Ketua Mahkamah Agung terpilih, Muhammad Syarifuddin, memiliki setumpuk pekerjaan untuk membenahi sistem peradilan di Indonesia. Masalah klasik yang terus membelenggu dan membuat citra peradilan buruk di antaranya suap.
Oleh
DEA
·3 menit baca
Ketua MA terpilih, M Syarifuddin, diminta untuk lebih serius menindak oknum peradilan yang ”bermain” suap dan pungli. Maklumat MA No 1/2017 dapat menjadi pedoman.
JAKARTA, KOMPAS — Ketua Mahkamah Agung terpilih, Muhammad Syarifuddin, memiliki setumpuk pekerjaan untuk membenahi sistem peradilan di Indonesia. Masalah klasik yang terus membelenggu dan membuat citra peradilan buruk adalah soal suap dan pungutan liar di pengadilan. Syarifuddin diharapkan dapat memberantas kedua masalah itu.
Dalam rapat paripurna khusus pemilihan Ketua MA, Senin (6/4/2020), ia terpilih sebagai Ketua MA untuk lima tahun ke depan, menggantikan Hatta Ali yang memasuki usia pensiun pada 7 April. Syarifuddin mengantongi suara mayoritas (32 suara) dalam pemilihan putaran kedua, mengungguli hakim agung Andi Samsan Nganro (14 suara).

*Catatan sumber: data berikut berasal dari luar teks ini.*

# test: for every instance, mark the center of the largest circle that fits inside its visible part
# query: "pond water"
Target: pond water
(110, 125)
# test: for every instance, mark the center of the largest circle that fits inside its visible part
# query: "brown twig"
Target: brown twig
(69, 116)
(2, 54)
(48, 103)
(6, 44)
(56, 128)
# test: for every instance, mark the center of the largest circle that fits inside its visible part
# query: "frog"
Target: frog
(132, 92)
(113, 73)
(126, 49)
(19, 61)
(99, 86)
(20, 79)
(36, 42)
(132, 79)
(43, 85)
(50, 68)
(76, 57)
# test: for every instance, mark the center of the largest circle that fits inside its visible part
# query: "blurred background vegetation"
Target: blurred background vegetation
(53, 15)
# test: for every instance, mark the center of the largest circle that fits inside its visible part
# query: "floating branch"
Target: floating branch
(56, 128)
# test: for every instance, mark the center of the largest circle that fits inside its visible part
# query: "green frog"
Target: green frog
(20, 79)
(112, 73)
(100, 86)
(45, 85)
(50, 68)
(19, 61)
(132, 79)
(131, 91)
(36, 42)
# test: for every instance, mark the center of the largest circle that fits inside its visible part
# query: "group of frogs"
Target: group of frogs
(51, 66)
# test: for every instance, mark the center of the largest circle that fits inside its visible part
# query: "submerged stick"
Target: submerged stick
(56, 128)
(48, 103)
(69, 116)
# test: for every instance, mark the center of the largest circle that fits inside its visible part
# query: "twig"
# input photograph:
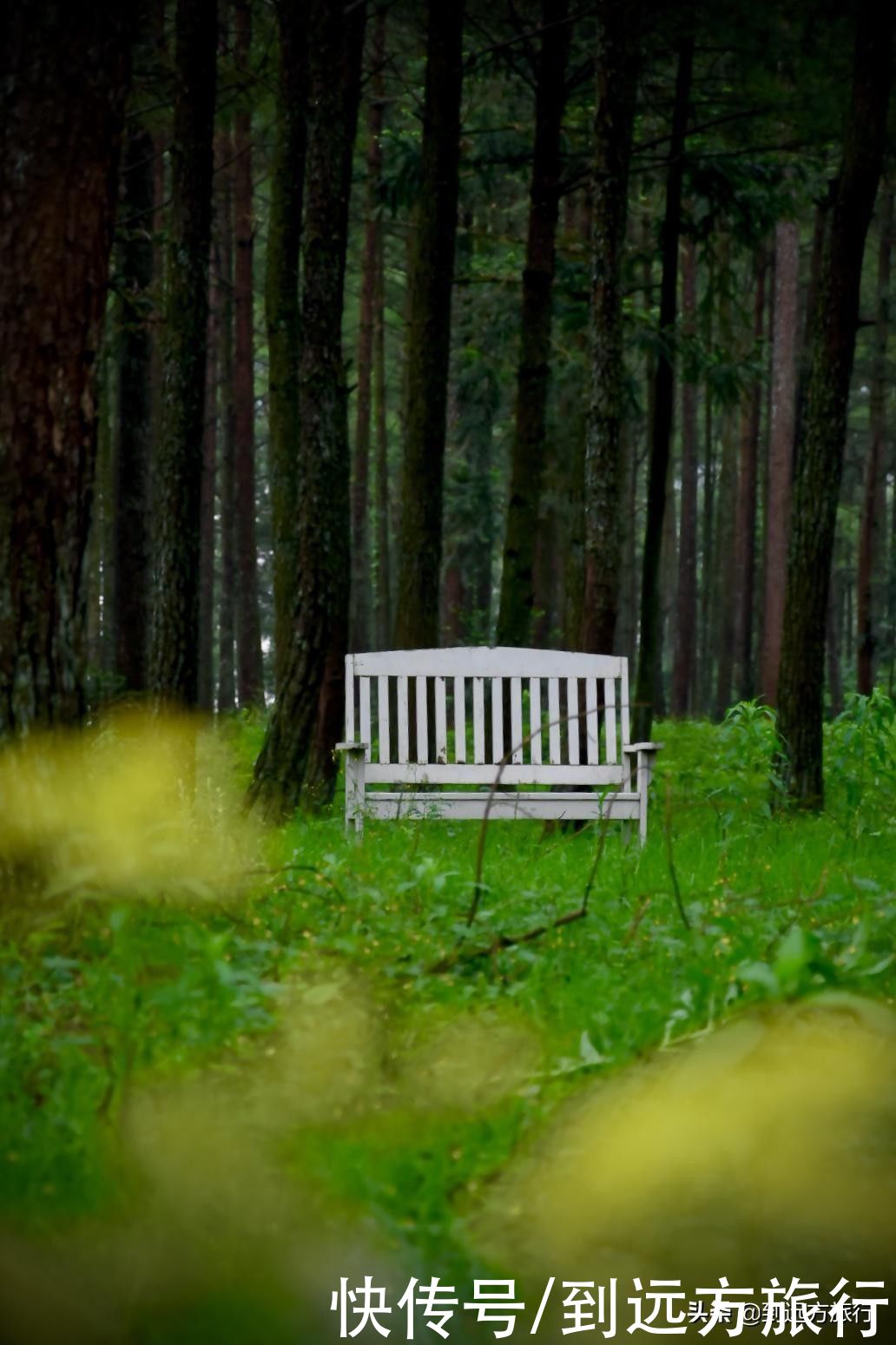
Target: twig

Dalam pidato seusai pemilihan, Syarifuddin berjanji akan bekerja lebih keras untuk meningkatkan warisan capaian ketua MA sebelumnya. Menurut dia, di bawah kepemimpinan Hatta selama dua periode, MA berhasil melakukan perubahan dan kemajuan yang luar biasa.
Syarifuddin mengantongi suara mayoritas (32 suara) dalam pemilihan putaran kedua, mengungguli hakim agung Andi Samsan Nganro (14 suara).

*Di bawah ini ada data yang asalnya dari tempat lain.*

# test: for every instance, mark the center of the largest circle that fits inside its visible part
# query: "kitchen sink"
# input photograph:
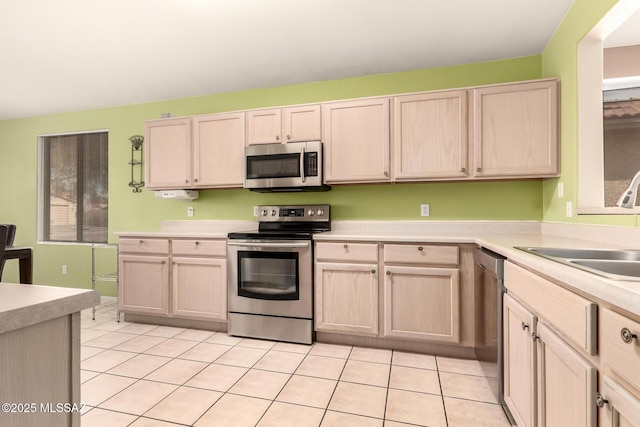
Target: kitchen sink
(615, 267)
(617, 264)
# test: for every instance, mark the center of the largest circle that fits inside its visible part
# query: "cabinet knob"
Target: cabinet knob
(627, 336)
(600, 401)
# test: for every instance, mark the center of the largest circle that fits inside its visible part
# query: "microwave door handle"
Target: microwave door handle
(302, 177)
(268, 245)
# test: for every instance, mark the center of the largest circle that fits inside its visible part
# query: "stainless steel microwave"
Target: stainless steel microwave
(294, 166)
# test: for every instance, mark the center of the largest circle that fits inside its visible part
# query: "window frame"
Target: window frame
(44, 189)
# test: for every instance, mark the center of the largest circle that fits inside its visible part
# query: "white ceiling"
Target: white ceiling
(71, 55)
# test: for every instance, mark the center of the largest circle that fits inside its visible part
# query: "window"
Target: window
(73, 187)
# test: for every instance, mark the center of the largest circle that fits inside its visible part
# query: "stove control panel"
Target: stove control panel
(294, 213)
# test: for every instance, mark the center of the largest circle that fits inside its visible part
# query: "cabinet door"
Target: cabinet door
(622, 408)
(199, 288)
(144, 284)
(356, 137)
(430, 136)
(301, 123)
(167, 153)
(519, 362)
(566, 384)
(346, 298)
(264, 126)
(422, 303)
(218, 150)
(515, 130)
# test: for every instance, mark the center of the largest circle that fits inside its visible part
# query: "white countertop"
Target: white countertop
(26, 305)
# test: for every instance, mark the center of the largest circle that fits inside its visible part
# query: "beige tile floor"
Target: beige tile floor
(145, 375)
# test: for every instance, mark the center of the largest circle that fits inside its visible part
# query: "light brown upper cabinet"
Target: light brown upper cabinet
(515, 130)
(430, 136)
(356, 140)
(218, 150)
(167, 153)
(280, 125)
(199, 152)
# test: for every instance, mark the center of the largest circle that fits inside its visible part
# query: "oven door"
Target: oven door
(270, 277)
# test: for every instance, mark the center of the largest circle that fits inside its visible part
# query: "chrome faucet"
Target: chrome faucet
(628, 198)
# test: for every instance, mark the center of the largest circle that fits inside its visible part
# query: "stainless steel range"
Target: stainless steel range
(270, 274)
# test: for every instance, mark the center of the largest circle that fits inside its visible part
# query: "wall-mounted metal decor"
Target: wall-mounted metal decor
(136, 162)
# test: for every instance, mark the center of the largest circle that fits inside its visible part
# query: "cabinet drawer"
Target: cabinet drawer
(359, 252)
(570, 314)
(421, 254)
(623, 357)
(199, 247)
(144, 246)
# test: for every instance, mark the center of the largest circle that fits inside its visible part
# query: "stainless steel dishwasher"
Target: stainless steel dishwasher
(489, 277)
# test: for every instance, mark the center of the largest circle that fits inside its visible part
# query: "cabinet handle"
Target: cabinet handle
(627, 336)
(601, 401)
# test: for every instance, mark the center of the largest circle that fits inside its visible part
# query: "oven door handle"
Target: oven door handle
(269, 245)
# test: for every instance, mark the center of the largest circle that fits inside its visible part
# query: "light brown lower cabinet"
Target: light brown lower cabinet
(519, 362)
(189, 280)
(199, 288)
(346, 298)
(144, 284)
(422, 303)
(547, 383)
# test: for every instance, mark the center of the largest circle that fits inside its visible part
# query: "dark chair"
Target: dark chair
(4, 231)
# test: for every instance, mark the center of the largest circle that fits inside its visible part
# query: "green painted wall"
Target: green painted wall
(560, 59)
(507, 200)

Syarifuddin (65) dilantik menjadi hakim agung sejak 18 Februari 2013. Sejak Mei 2016, ia menjabat sebagai Wakil Ketua MA Bidang Yudisial. Selama menjadi hakim agung, ia menangani banyak perkara, di antaranya perkara korupsi yang dilakukan politisi Partai Demokrat, Angelina Sondakh (hukuman dikurangi dari 12 tahun jadi 10 tahun) dan bos Sentul City, Cahyadi Kumala alias Swie Teng (hukuman dikurangi dari 5 tahun jadi 2 tahun 6 bulan).
Dalam pantauan Koalisi Pemantau Peradilan (KPP), suap dan pungli di pengadilan adalah masalah klasik yang seolah tak ada solusinya. Pada masa kepemimpinan Hatta, persoalan ini masih banyak ditemukan. KPP yang terdiri atas 14 LSM di bidang hukum mengungkapkan, kasus suap dan pungli tidak hanya ditemukan oleh pengawasan internal MA, tetapi juga menjadi temuan Komisi Pemberantasan Korupsi (KPK). Tahun 2019, Tim Saber Pungli Badan Pengawasan MA menangkap panitera Pengadilan Negeri Jepara dan Panitera Muda Perdata PN Wonosobo.
Selain itu, sejumlah hakim dan pegawai pengadilan berurusan dengan KPK. Sejak 2012 hingga 2019, setidaknya terdapat 20 hakim karier dan ad hoc yang dijerat KPK.
”Fakta ini menunjukkan bahwa pengawasan internal MA tidak efektif. Jika ketua MA terpilih tidak mengupayakan terobosan, misalnya meminta bantuan KPK dan PPATK (Pusat Pelaporan dan Analisis Transaksi Keuangan), jangan heran jika suap dan pungli akan tetap marak,” ujar juru bicara KPP, Dio Ashar Wicaksana.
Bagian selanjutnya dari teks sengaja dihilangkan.